Okay, I admit that discussion of the anthropic principle does not count as research (see rules at right). But really, the people who use the anthropic principle are confused! I agree that you can't observe a universe that cannot contain observers. No duh! But a universe that contains observers arbitrarily different from us is observable. Recall: The anthropic principle is invoked to reduce the range of possible predictions for the properties of the Universe from the vast range allowed by, eg, string theory. You can't use observations of our Universe (such as that it contains galaxies and carbon-based life) to trim down the possible fundamental predictions, because then they aren't predictions. You must only use the fact that the Universe is observed, which requires only observers, not carbon-based observers, not observers in galaxies, not observers around stars, etc. Interestingly, many people who have worked on this problem for many years, including Susskind and Vilenkin (who spoke today at NYU) have got this wrong, and they call the requirement that there be galaxies the anthropic principle.
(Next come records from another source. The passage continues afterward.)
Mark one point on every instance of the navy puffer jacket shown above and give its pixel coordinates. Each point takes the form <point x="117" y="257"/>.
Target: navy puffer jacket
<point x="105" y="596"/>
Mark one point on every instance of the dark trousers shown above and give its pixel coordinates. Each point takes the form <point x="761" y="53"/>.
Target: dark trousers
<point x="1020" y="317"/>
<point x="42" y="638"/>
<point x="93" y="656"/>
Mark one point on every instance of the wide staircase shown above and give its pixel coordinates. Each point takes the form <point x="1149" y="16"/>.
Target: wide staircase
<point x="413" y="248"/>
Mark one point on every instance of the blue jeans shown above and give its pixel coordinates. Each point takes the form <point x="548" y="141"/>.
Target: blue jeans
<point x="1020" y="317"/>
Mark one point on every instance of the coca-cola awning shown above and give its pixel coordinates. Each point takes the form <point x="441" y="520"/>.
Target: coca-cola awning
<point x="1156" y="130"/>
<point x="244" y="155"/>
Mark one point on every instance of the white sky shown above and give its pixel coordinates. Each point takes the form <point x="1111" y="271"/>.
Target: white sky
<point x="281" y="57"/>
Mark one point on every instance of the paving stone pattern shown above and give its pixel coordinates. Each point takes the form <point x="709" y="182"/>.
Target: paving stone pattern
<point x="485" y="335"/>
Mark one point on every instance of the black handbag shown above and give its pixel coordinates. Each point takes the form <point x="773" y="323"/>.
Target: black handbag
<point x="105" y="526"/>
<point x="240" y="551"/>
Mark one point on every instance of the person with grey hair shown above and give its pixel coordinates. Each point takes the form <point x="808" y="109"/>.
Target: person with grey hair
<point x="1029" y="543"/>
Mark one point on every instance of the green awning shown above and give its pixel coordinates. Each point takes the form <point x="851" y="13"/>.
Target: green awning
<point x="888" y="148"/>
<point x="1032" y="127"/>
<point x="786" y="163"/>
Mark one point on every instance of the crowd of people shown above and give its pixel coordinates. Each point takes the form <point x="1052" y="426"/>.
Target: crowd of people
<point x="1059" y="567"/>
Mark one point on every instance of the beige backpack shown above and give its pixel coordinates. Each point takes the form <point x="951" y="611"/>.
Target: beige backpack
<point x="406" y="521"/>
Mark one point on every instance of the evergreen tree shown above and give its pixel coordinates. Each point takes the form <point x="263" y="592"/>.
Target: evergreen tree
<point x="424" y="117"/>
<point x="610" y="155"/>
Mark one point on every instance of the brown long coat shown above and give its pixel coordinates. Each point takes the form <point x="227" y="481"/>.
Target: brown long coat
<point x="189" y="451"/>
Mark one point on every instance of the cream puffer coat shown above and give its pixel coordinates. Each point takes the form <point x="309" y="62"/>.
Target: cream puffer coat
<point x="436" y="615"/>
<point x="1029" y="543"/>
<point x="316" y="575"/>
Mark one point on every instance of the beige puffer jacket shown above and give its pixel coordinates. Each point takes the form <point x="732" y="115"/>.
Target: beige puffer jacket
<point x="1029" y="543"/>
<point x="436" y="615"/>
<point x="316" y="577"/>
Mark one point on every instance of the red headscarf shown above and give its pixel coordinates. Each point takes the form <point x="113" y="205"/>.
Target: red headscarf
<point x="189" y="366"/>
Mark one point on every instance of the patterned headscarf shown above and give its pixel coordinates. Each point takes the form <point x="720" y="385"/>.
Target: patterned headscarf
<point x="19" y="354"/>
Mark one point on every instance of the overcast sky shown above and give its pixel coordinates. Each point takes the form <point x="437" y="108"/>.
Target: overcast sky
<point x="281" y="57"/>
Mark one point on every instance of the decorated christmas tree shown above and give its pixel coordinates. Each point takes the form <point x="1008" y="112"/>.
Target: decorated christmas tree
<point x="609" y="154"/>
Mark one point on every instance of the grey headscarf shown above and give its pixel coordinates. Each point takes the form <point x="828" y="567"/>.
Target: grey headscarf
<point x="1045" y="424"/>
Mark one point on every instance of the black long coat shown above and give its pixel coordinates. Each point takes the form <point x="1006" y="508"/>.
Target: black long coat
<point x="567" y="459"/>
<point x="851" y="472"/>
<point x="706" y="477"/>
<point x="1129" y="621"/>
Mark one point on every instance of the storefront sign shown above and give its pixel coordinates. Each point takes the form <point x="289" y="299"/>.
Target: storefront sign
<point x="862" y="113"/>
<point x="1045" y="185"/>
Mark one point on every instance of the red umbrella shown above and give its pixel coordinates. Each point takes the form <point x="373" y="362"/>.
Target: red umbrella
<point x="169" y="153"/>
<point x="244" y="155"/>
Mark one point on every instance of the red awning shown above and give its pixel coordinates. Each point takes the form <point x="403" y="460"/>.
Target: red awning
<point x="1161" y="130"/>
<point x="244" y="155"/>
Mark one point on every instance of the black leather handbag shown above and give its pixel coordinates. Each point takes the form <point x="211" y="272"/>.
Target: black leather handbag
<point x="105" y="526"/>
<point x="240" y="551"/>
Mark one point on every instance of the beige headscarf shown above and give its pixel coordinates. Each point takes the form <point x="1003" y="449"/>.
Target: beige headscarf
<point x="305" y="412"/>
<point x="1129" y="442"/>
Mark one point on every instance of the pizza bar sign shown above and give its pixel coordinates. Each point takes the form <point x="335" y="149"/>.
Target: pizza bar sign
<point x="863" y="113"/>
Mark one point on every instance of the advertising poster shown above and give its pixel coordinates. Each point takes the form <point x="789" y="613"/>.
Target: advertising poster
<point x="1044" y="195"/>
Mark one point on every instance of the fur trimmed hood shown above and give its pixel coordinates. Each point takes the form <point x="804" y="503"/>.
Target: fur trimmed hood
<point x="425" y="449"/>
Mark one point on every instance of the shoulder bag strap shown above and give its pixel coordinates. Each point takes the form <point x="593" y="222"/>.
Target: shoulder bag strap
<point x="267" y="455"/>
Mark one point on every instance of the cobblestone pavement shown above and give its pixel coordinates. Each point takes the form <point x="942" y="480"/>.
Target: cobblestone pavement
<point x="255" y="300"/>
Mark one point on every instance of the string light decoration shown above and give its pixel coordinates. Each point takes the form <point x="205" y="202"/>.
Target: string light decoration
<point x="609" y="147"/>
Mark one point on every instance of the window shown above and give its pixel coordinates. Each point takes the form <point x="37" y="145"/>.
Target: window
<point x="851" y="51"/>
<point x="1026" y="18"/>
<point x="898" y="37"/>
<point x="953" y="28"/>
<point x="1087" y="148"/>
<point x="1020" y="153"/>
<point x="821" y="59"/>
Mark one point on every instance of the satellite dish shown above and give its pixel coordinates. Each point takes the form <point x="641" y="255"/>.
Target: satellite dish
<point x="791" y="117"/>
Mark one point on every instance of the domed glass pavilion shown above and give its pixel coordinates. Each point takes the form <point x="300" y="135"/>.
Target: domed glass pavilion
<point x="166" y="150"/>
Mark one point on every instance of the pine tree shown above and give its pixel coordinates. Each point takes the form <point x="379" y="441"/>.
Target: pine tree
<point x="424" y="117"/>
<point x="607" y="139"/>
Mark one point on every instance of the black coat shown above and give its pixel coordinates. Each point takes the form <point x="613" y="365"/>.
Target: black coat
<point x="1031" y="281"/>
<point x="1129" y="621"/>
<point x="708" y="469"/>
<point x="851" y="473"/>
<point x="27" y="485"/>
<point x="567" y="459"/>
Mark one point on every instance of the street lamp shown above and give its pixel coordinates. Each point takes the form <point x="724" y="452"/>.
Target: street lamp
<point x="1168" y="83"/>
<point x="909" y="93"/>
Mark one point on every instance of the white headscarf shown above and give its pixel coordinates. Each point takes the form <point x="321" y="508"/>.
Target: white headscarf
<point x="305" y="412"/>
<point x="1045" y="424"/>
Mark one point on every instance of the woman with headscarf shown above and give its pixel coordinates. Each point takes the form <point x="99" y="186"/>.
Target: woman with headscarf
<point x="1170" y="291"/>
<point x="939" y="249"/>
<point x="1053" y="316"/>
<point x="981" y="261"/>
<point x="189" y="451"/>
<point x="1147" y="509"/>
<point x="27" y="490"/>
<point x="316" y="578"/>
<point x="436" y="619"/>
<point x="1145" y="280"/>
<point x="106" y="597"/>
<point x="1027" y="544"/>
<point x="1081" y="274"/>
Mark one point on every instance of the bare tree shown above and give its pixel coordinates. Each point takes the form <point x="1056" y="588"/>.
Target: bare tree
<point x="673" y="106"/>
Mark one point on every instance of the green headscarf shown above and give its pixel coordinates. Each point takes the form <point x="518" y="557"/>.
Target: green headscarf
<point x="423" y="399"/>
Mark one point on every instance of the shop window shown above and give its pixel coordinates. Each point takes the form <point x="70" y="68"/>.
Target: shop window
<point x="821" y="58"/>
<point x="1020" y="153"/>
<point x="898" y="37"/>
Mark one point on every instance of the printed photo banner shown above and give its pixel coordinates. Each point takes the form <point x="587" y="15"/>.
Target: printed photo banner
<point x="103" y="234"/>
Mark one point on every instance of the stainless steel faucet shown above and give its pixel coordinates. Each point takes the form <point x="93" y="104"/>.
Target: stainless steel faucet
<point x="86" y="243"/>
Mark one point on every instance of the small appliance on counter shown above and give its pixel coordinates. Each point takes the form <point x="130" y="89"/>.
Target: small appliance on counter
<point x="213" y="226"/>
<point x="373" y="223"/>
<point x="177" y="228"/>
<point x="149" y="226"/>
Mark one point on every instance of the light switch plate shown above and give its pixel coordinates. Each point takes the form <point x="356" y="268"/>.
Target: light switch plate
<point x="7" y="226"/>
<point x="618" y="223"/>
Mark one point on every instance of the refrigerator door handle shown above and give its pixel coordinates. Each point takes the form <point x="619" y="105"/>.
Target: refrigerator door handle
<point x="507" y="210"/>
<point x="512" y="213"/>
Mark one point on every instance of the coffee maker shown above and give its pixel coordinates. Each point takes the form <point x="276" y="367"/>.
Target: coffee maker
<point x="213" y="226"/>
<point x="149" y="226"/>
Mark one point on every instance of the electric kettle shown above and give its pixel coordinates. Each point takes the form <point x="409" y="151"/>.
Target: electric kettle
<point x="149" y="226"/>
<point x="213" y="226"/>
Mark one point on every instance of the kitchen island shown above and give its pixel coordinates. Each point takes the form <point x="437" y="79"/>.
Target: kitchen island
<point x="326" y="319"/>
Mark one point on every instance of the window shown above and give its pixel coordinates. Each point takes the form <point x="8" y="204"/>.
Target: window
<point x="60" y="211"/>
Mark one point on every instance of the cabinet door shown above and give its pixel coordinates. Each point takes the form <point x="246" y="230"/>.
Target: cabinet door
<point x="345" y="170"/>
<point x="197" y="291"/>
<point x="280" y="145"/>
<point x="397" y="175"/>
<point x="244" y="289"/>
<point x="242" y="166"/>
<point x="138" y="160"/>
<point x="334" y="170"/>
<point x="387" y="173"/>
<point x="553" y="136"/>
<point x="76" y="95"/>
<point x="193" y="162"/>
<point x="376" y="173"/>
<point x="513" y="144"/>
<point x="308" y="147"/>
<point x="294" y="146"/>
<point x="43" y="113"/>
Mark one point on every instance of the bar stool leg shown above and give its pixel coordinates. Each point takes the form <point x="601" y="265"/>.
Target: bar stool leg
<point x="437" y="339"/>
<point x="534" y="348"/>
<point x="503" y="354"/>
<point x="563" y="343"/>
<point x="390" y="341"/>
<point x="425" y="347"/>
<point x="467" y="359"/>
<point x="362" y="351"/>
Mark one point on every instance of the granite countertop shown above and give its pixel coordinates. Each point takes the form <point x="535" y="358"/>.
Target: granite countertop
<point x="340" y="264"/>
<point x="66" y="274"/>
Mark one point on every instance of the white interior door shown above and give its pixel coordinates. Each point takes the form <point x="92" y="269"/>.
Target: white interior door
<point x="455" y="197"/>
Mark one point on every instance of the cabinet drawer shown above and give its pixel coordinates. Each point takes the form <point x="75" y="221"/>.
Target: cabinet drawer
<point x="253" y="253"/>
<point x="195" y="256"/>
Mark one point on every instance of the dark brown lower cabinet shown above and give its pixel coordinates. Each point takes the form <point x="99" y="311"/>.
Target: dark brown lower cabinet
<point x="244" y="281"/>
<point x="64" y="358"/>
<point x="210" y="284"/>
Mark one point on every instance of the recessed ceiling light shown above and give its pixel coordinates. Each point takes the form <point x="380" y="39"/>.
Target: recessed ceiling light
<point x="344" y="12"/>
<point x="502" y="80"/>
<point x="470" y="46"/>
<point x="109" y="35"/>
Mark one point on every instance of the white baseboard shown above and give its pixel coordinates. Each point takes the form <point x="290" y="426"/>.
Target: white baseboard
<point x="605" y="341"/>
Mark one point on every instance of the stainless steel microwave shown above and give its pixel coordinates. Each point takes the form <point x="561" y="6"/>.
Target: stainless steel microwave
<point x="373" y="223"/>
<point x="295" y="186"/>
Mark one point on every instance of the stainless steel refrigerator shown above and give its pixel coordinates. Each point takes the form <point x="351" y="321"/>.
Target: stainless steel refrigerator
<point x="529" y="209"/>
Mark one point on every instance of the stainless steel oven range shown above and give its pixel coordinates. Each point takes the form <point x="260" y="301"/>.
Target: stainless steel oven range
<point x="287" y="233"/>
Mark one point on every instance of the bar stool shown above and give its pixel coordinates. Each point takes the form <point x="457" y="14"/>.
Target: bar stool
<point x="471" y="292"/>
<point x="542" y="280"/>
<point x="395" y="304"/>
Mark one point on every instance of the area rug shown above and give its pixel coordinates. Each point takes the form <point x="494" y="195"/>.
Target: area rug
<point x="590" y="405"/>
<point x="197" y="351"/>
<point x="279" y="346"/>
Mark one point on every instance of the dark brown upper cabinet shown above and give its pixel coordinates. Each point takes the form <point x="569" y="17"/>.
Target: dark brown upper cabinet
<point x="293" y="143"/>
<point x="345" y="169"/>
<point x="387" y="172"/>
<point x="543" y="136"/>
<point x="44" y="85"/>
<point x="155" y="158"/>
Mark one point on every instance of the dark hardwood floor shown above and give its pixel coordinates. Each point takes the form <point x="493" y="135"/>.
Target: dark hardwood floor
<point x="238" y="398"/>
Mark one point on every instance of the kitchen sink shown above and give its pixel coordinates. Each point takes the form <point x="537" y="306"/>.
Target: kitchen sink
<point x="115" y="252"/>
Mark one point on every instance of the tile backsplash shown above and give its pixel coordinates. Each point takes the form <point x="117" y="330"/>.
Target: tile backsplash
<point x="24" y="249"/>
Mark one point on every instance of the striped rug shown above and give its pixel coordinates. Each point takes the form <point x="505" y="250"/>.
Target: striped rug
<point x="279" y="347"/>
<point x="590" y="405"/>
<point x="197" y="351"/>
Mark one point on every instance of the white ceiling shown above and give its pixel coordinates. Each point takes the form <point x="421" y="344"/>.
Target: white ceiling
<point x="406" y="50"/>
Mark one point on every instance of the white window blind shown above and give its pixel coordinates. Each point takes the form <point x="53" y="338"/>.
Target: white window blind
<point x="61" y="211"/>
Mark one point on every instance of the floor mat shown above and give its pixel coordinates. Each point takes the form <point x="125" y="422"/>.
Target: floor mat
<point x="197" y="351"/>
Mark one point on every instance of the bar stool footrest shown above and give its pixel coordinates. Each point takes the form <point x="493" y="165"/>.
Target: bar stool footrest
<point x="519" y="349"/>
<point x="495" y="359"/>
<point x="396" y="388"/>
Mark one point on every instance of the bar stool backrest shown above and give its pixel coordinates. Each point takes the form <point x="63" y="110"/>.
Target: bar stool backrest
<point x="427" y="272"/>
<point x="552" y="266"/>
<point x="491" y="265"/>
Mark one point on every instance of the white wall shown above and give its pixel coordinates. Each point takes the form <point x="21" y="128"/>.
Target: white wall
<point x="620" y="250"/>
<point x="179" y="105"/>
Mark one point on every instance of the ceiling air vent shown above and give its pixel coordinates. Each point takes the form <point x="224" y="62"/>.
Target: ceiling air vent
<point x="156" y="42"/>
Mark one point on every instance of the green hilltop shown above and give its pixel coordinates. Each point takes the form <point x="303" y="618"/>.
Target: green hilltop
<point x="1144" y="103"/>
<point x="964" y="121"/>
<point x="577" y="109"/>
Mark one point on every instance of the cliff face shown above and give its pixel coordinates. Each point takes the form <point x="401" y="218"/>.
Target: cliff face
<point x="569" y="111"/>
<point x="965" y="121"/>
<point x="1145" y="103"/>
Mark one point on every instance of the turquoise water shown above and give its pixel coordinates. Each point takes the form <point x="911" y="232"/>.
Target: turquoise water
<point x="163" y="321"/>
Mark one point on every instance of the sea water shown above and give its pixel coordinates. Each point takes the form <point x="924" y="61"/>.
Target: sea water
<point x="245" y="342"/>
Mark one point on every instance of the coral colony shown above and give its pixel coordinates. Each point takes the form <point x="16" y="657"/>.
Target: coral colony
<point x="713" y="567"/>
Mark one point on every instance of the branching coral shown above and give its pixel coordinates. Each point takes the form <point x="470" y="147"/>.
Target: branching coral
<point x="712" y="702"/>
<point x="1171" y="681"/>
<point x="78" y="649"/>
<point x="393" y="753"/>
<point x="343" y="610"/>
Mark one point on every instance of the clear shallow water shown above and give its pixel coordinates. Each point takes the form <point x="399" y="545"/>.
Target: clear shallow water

The fact that the Universe contains galaxies is an observation; the requirement that it is in principle observable is properly the anthropic principle. Of course we don't know how to compute observability, given a stated theory (indeed, we cannot even predict the proton from the standard model, let alone observers!). Until observers are predictable, the anthropic principle is not useable for science, in practice.

2 comments:

  1. But really, the people who use the anthropic principle are confused!

    Yes, but no less than you are... ;)

    The evolutionary physics that derives the anthropic coincidences, (the "Goldilocks Enigma"), that have unfolded over the entire history of the univesre, is very specifically oriented toward the development of "sites" that where carbon-based life can arise and evolve.

    This most certainly does apply to galaxies, planets and even our local ecobalance.

    ReplyDelete
  2. I'd agree with the posting above. If you don't have galaxy formation then you can't have life. A mass of ever-expanding hydrogen would not allow life to evolve. Neither would a universe that just rapidly collapsed in on itself. There does appear to be situations where no life could ever exist.

    The Anthropic Principle has moved on a bit from your impression. It now generally refers to the "multiverse" principle - many universes with the physical constants set differently in each universe. The fact that they are amenable for life in our universe is then just a selection effect.